Bivalent boosters — made only by Pfizer or Moderna — protect against both the original COVID virus and the Omicron variant, according to the CDC. The Food and Drug Administration (FDA) announced on Aug. 31 it was amending its prior emergency use authorization of Pfizer and Moderna boosters to now include bivalent formulations of the shot, and the updated boosters became available to the public on Sept. 2.
According to the Associated Press, the FDA approved the bivalent boosters without testing on people first, just as the agency authorizes yearly updates to flu vaccines without human test results.
But Fordham has been met with opposition since its vaccine policy change.
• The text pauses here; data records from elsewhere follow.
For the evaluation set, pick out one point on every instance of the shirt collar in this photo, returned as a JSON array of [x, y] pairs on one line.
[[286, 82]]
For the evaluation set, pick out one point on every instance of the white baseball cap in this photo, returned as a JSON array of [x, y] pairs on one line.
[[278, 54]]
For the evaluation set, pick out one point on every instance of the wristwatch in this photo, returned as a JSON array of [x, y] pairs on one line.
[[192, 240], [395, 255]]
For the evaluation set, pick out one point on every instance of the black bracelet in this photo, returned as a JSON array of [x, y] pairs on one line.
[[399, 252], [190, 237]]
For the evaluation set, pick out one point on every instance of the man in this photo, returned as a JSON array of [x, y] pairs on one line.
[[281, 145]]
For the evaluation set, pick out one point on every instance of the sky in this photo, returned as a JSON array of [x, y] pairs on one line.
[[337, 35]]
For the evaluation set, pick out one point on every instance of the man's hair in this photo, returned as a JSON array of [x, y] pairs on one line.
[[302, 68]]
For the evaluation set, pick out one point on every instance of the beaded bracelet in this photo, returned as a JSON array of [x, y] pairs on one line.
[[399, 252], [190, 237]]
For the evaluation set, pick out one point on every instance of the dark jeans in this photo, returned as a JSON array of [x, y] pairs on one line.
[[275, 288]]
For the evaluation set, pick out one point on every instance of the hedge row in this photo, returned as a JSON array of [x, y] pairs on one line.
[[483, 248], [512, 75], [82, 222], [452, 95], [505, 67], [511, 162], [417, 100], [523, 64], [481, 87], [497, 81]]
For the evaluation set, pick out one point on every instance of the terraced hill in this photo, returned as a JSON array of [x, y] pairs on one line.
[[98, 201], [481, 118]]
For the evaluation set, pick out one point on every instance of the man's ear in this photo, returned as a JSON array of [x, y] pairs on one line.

Some members of the school community protested the move outside of the Rose Hill campus in the Bronx on Oct. 14, and a parent-led group called Fordham Parents Together sent a 1,200-signature letter to the university president earlier this month urging the school administration to repeal the policy — stating the mandate is “erroneous, misguided (and) unethical,” and that it discriminates against students “based on their choice.”
The Fordham Parents Together group had not responded to an interview request by Tuesday morning.
Mermigis has been branded the “anti-shutdown” lawyer in New York City since 2020 — filing lawsuits on behalf of restaurants, gyms, theaters, and other small businesses that were forced to close their doors in the earlier days of the pandemic. The Syosset attorney also represented nine police officers who faced termination after the NYPD denied their religious exemptions for COVID vaccination.
The letter to Fordham from the law group demanded a response from the university by 5 p.m. on Monday. Otherwise, Mermigis said, he and his team would “prepare a lawsuit.”
“None of these students signed up for this,” he said. “To me it’s intolerable, unacceptable and disgusting.”
As of 11:10 a.m. Tuesday, Mermigis said he had not received a reply from Fordham.
This article was updated at 1:06 p.m. on Oct. 26 to specify that bivalent COVID-19 booster vaccines are approved by the FDA for emergency use.